CBN Governor Olayemi Cardoso disclosed at the weekend that Nigeria’s net foreign exchange reserves rose to $34.80 billion as of December 31, 2025. The development follows his earlier revelation during the post-Monetary Policy Committee (MPC) briefing that gross external reserves stood at $50.45 billion as of February 16, 2026.
According to Cardoso, the improved reserve position underscores the benefits of enhanced transparency and credibility in foreign exchange management. He noted that the reforms have strengthened investor confidence, attracted increased FX inflows, and improved reserve management practices focused on capital preservation, liquidity maintenance, and long-term sustainability.

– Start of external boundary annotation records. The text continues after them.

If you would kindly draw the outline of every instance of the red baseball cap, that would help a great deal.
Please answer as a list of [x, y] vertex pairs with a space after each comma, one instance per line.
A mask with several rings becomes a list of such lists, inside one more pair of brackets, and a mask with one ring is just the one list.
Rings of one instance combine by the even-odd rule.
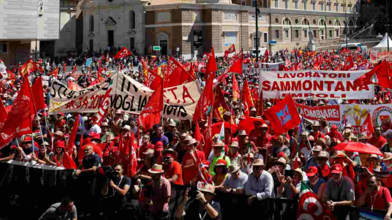
[[315, 166], [310, 166], [306, 171], [306, 175], [308, 177], [313, 177], [318, 172], [317, 168]]
[[337, 164], [332, 166], [331, 168], [331, 173], [340, 173], [343, 171], [343, 168], [341, 165]]

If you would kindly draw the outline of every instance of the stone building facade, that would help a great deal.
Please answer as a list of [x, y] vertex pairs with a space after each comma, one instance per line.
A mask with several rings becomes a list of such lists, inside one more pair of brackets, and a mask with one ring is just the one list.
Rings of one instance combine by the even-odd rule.
[[[210, 50], [211, 46], [218, 56], [223, 55], [233, 44], [237, 51], [254, 49], [256, 1], [232, 0], [176, 1], [164, 4], [152, 2], [144, 7], [146, 47], [160, 46], [163, 54], [175, 54], [179, 50], [178, 54], [187, 58]], [[318, 47], [338, 45], [346, 30], [349, 36], [358, 27], [359, 5], [356, 2], [257, 2], [259, 45], [273, 51], [305, 47], [309, 31]], [[276, 43], [270, 44], [271, 40]]]
[[99, 51], [125, 46], [145, 50], [145, 0], [84, 0], [83, 50]]

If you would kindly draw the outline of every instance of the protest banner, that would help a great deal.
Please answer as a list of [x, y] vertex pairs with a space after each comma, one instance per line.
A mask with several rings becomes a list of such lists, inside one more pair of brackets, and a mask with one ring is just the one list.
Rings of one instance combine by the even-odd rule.
[[[111, 108], [129, 113], [140, 114], [153, 92], [122, 72], [80, 91], [71, 90], [56, 79], [51, 88], [49, 113], [98, 112], [111, 83]], [[192, 119], [200, 94], [196, 81], [165, 88], [163, 117]]]
[[368, 71], [260, 71], [259, 92], [263, 90], [265, 98], [289, 94], [294, 99], [372, 98], [374, 85], [354, 86], [354, 80]]
[[[261, 71], [283, 70], [285, 63], [249, 63], [242, 64], [242, 74], [247, 75], [259, 74]], [[280, 67], [280, 69], [279, 69]]]

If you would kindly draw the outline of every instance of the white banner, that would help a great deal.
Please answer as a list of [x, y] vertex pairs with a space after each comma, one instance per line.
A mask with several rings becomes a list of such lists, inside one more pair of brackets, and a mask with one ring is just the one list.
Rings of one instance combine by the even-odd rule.
[[257, 75], [260, 74], [260, 71], [279, 71], [279, 66], [284, 64], [285, 63], [283, 62], [274, 63], [260, 63], [242, 64], [242, 74]]
[[370, 70], [328, 71], [261, 71], [259, 92], [264, 98], [276, 98], [290, 94], [293, 98], [323, 99], [372, 98], [374, 85], [355, 88], [354, 81]]
[[[71, 90], [55, 80], [51, 90], [49, 113], [97, 112], [111, 82], [113, 88], [111, 107], [131, 114], [140, 114], [153, 92], [121, 73], [79, 91]], [[165, 88], [163, 117], [192, 119], [201, 93], [196, 81]]]

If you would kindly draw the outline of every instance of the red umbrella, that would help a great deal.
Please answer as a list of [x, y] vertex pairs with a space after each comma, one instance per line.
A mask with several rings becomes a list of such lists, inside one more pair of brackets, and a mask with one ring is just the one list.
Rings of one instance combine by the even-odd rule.
[[254, 117], [248, 117], [243, 120], [240, 121], [238, 123], [238, 130], [245, 130], [246, 133], [248, 135], [250, 133], [250, 131], [254, 129], [255, 121], [259, 121], [261, 124], [265, 124], [265, 122], [261, 119]]
[[380, 149], [371, 144], [360, 142], [345, 142], [339, 144], [334, 148], [336, 150], [344, 150], [350, 152], [358, 152], [362, 153], [374, 153], [383, 156]]
[[[220, 132], [221, 128], [222, 127], [222, 123], [225, 123], [225, 128], [230, 128], [230, 123], [228, 122], [218, 122], [218, 123], [215, 123], [213, 124], [211, 126], [211, 134], [213, 136], [216, 133], [219, 133]], [[236, 131], [237, 130], [237, 125], [234, 124], [231, 124], [231, 133], [234, 134], [236, 133]]]

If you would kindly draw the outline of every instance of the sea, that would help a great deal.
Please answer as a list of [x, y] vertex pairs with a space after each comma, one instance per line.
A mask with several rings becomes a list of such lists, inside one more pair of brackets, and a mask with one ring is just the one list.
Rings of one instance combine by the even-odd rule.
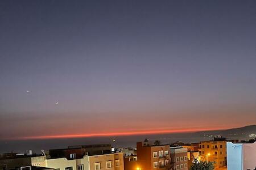
[[[98, 137], [65, 139], [48, 139], [34, 140], [6, 141], [0, 139], [0, 154], [7, 152], [27, 153], [32, 150], [34, 153], [42, 154], [42, 150], [64, 148], [68, 146], [92, 144], [111, 144], [113, 147], [136, 147], [138, 142], [146, 138], [152, 142], [159, 140], [162, 144], [171, 144], [179, 141], [185, 143], [199, 142], [213, 139], [213, 137], [197, 137], [194, 133], [172, 133], [163, 134], [137, 135], [130, 136]], [[248, 140], [245, 136], [229, 137], [230, 139]]]

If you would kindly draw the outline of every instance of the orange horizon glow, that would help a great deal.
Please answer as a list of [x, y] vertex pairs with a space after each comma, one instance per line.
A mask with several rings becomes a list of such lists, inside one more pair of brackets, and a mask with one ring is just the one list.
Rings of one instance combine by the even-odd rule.
[[97, 137], [111, 137], [111, 136], [129, 136], [143, 134], [161, 134], [177, 133], [192, 133], [201, 131], [218, 130], [224, 130], [226, 128], [201, 128], [201, 129], [188, 129], [183, 130], [155, 130], [155, 131], [126, 131], [126, 132], [113, 132], [105, 133], [93, 133], [93, 134], [65, 134], [65, 135], [53, 135], [43, 136], [30, 136], [13, 138], [9, 139], [60, 139], [60, 138], [89, 138]]

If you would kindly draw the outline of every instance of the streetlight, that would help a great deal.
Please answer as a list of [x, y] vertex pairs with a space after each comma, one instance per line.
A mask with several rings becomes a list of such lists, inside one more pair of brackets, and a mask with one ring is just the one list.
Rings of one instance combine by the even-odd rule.
[[210, 155], [210, 153], [207, 155], [207, 163], [208, 163], [208, 156]]

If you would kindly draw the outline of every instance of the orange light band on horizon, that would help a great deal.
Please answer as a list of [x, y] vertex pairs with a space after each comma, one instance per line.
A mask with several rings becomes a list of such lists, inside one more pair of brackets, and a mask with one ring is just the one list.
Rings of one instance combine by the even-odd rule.
[[13, 138], [13, 139], [58, 139], [58, 138], [89, 138], [95, 137], [111, 137], [111, 136], [129, 136], [143, 134], [168, 134], [186, 132], [196, 132], [200, 131], [222, 130], [225, 129], [210, 129], [202, 128], [197, 129], [183, 129], [183, 130], [156, 130], [156, 131], [128, 131], [128, 132], [115, 132], [106, 133], [94, 133], [94, 134], [67, 134], [56, 135], [44, 135], [44, 136], [31, 136], [23, 137]]

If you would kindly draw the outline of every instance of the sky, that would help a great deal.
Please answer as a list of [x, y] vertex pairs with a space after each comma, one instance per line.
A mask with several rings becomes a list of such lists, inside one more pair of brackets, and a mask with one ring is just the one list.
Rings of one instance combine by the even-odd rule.
[[1, 1], [0, 138], [256, 124], [255, 8]]

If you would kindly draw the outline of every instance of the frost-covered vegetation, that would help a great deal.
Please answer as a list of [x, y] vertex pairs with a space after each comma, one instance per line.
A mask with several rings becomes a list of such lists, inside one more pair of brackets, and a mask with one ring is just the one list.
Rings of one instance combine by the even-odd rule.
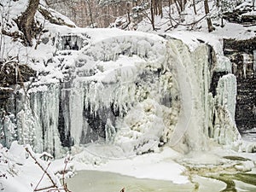
[[[193, 175], [218, 177], [219, 169], [232, 174], [254, 168], [255, 157], [241, 154], [255, 152], [255, 143], [242, 141], [236, 125], [236, 79], [221, 39], [253, 37], [255, 26], [242, 26], [242, 15], [254, 15], [252, 2], [209, 1], [207, 14], [202, 1], [176, 1], [162, 9], [148, 4], [139, 9], [148, 15], [139, 22], [121, 20], [123, 31], [77, 27], [40, 1], [32, 33], [20, 24], [29, 3], [0, 4], [0, 177], [6, 191], [67, 191], [62, 180], [73, 166], [178, 183], [194, 183]], [[241, 24], [228, 21], [244, 8], [251, 9]], [[211, 34], [204, 33], [211, 31], [206, 19]], [[39, 158], [67, 153], [75, 154], [73, 165], [61, 159], [48, 167], [49, 160]], [[230, 155], [247, 160], [225, 158]], [[204, 169], [209, 165], [213, 171]], [[153, 173], [144, 171], [151, 166]]]

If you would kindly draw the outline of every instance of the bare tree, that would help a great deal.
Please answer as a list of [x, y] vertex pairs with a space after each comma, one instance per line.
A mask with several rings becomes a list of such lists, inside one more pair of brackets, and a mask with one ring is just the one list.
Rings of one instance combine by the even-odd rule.
[[26, 44], [32, 46], [32, 39], [35, 36], [36, 24], [34, 22], [34, 16], [38, 9], [39, 0], [29, 0], [28, 6], [25, 12], [18, 18], [17, 25], [19, 29], [24, 34], [24, 40]]
[[204, 0], [204, 5], [205, 5], [205, 13], [207, 15], [207, 26], [208, 26], [208, 32], [211, 32], [214, 30], [214, 28], [212, 26], [212, 20], [211, 20], [210, 16], [207, 15], [210, 13], [208, 0]]

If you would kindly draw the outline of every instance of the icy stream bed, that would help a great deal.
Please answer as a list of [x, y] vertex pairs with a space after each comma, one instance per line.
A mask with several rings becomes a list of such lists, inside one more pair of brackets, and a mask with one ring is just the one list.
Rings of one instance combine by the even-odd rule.
[[[171, 181], [136, 178], [117, 173], [99, 171], [80, 171], [67, 179], [69, 189], [76, 192], [119, 192], [125, 188], [127, 192], [218, 192], [255, 191], [256, 187], [241, 181], [234, 180], [236, 185], [226, 185], [218, 179], [194, 176], [193, 183], [173, 183]], [[233, 188], [235, 187], [235, 188]], [[230, 189], [230, 190], [229, 190]]]

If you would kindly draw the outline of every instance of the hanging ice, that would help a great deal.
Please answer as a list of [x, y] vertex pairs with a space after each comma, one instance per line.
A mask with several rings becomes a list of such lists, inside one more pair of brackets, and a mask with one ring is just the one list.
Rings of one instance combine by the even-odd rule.
[[18, 98], [14, 113], [20, 143], [55, 156], [66, 147], [96, 141], [137, 154], [165, 143], [183, 151], [201, 149], [209, 137], [221, 134], [216, 130], [224, 124], [213, 120], [218, 107], [234, 128], [233, 100], [225, 102], [236, 96], [235, 90], [226, 90], [234, 79], [223, 79], [213, 98], [212, 70], [230, 69], [226, 63], [217, 66], [210, 46], [198, 42], [191, 51], [172, 37], [83, 30], [55, 38], [49, 73]]

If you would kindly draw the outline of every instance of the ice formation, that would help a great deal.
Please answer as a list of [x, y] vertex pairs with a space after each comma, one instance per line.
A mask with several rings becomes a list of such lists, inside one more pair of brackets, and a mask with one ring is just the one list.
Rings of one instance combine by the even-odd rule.
[[190, 50], [172, 36], [69, 29], [40, 46], [53, 51], [38, 58], [44, 74], [14, 96], [16, 119], [1, 125], [15, 127], [15, 139], [35, 151], [60, 156], [105, 142], [131, 154], [166, 143], [188, 152], [206, 149], [209, 137], [222, 144], [239, 137], [236, 79], [221, 78], [212, 96], [213, 71], [230, 65], [210, 45], [198, 41]]

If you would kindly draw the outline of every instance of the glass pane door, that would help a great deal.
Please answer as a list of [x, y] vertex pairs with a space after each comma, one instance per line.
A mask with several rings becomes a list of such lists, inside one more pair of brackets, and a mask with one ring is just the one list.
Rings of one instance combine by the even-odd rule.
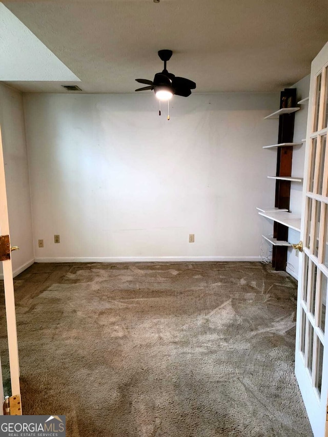
[[314, 72], [315, 60], [311, 72], [295, 355], [296, 377], [315, 437], [324, 436], [328, 388], [328, 44], [323, 50], [325, 64]]

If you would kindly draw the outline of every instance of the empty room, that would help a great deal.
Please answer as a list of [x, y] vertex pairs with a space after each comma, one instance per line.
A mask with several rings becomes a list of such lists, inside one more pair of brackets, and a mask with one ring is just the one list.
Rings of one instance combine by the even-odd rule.
[[328, 437], [327, 41], [325, 0], [0, 3], [2, 435]]

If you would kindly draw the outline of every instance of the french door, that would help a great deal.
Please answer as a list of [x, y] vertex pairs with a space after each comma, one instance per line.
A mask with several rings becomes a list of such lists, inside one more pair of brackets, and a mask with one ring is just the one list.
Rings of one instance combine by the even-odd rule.
[[328, 43], [312, 62], [306, 128], [295, 373], [315, 437], [328, 437]]
[[[2, 262], [5, 286], [7, 331], [9, 355], [9, 367], [12, 396], [6, 401], [7, 414], [22, 414], [20, 390], [19, 386], [19, 365], [18, 362], [16, 313], [14, 296], [14, 285], [11, 264], [11, 251], [18, 248], [12, 247], [9, 237], [5, 165], [3, 143], [0, 126], [0, 262]], [[1, 366], [1, 364], [0, 364]], [[2, 375], [0, 367], [0, 414], [2, 413], [2, 405], [4, 401]]]

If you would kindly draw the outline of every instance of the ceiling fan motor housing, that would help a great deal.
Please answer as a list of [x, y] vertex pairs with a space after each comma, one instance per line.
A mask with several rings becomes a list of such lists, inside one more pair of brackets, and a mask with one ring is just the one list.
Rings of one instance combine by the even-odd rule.
[[173, 52], [172, 50], [159, 50], [158, 56], [164, 62], [169, 60]]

In a statement issued by the CBN’s Corporate Communications Department, the governor described the performance as a substantial strengthening of both the level and quality of Nigeria’s external buffers over the past three years.
He revealed that net reserves climbed sharply from $3.99 billion at the end of 2023 to $34.80 billion at the close of 2025, representing what he termed a fundamental improvement in reserve quality.
“The 2025 net reserve position alone exceeded the total gross reserves recorded at the end of 2023, which stood at $33.22 billion,” Cardoso stated.
He added that net reserves rose from $23.11 billion at the end of 2024 to $34.80 billion at the end of 2025. Within the same period, gross external reserves increased from $40.19 billion to $45.71 billion, marking a $5.52 billion expansion.
The governor said the growth highlights Nigeria’s enhanced capacity to meet external obligations, support exchange rate stability, and reinforce overall macroeconomic resilience.